No, never had that. What he had in his childhood I still to this day do not have as an adult that represents the top %1 of my cohort. Even with my %1 outlier level of "success attributes", escaping the well of gravity costs a lot. In terms of real cumulative stress, health outcomes, missed opportunities, etc. just calculating using a simple base rate I would have been far better off being born into the upper middle class.
I know many individuals who are far less driven, far less creative, people who have generated far less wealth, who had childhoods and young adulthoods well into their late 20's who are still financially ahead of me.
Children/People love to have mastery and create and be recognized, children are mostly born curious, a hungry belly helps no one achieve greatness, we celebrate and immortalize the improbable stories whose success effectively represent _achievement statistical noise_ and we should be honest about that I think.
> At one point it looked like I would hit financial escape velocity where I could essentially retire, which of course would just have gotten me to Vitalik's childhood starting point.
You have more control over the assets than a child - it was not their money
Maybe you are supposed to be Vitalik’s parent instead of Vitalik
My startup that was successful was bootstrapped by us founders, so it just seems like a lack of network, I apply through different programs but I think a more personal touch seems neccessary if "friends and family" rounds are not possible.

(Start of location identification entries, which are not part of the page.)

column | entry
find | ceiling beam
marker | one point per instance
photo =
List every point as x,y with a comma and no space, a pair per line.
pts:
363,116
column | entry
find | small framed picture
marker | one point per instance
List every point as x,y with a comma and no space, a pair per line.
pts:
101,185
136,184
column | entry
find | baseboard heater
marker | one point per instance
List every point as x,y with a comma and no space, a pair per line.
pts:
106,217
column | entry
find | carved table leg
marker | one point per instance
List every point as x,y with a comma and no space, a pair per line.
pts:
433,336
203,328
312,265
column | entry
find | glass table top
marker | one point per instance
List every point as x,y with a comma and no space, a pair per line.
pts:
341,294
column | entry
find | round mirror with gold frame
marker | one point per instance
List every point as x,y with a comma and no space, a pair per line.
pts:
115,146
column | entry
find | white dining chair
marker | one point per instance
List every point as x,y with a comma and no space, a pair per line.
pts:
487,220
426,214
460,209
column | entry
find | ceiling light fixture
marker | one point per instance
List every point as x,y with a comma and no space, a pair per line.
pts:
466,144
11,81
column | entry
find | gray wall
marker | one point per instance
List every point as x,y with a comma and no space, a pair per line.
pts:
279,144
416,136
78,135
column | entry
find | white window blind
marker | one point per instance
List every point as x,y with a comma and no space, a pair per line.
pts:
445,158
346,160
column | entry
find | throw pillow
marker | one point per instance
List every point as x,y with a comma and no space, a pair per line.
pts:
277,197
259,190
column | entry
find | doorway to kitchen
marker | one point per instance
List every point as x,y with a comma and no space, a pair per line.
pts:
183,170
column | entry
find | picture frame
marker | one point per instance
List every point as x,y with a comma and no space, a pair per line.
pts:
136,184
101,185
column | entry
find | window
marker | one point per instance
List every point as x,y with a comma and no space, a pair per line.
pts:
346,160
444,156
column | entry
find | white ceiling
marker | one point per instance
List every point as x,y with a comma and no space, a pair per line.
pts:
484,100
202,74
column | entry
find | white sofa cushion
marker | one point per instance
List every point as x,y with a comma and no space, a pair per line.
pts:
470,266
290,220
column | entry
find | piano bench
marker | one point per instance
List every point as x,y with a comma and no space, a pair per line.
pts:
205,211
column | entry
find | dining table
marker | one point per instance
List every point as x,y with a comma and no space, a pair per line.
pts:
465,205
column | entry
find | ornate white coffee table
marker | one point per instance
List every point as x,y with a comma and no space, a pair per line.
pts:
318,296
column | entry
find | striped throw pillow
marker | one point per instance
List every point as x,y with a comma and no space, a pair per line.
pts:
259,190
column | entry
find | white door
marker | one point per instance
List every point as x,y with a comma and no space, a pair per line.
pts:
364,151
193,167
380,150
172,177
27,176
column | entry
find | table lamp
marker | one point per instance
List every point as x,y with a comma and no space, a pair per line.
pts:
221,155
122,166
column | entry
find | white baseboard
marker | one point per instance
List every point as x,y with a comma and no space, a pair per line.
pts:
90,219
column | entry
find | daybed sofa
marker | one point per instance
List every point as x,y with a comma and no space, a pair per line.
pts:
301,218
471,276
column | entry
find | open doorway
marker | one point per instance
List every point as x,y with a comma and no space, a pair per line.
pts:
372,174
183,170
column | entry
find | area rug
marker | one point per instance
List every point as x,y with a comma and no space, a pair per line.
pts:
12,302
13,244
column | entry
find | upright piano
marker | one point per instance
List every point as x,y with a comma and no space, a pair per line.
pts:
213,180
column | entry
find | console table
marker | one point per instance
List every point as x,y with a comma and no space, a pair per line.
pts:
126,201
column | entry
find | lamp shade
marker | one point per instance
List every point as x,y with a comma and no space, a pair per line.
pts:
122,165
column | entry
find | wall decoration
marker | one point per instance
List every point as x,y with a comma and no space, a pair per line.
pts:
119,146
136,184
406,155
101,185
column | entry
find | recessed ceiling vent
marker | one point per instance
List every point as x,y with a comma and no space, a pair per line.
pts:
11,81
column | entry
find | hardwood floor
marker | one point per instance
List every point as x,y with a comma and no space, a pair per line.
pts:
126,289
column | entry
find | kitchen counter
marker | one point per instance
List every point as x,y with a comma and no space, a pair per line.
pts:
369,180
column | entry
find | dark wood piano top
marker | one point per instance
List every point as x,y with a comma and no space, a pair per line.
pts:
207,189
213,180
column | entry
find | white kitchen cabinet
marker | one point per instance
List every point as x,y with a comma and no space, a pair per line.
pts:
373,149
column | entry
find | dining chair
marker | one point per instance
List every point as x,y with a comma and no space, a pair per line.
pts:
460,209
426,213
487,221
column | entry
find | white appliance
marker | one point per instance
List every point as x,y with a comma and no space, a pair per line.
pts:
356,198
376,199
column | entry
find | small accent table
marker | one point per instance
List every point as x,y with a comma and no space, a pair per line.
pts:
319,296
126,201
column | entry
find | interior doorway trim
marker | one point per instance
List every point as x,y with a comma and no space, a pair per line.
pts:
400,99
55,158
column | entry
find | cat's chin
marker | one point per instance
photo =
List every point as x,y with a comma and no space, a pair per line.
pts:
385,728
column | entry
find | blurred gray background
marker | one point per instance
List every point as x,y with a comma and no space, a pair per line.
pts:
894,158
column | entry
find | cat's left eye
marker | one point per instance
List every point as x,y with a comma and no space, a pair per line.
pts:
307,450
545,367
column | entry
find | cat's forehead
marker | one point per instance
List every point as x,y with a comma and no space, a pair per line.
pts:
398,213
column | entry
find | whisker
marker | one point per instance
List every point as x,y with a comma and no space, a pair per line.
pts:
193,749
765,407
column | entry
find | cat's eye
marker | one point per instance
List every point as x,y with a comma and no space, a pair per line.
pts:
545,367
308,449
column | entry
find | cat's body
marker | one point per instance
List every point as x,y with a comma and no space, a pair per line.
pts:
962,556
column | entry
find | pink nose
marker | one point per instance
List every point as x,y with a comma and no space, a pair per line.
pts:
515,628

I eventually co-founded a company with two others and it went well, but after exiting I am still not plugged into VC.
Basically I'm in the top %1 of earnings in my poverty stricken cohort, a proven pragmatists and a programmer, and I still find it impossible to find and get in front of investors. They don't want cockroach people in my estimation.
Being poor with 0 safety net, even when you escape it, you still have the drag. So once again I'm bootstrapping and I'll make progress at a 3rd the rate (or lower) than I could be AND have more risk/exposure than I want.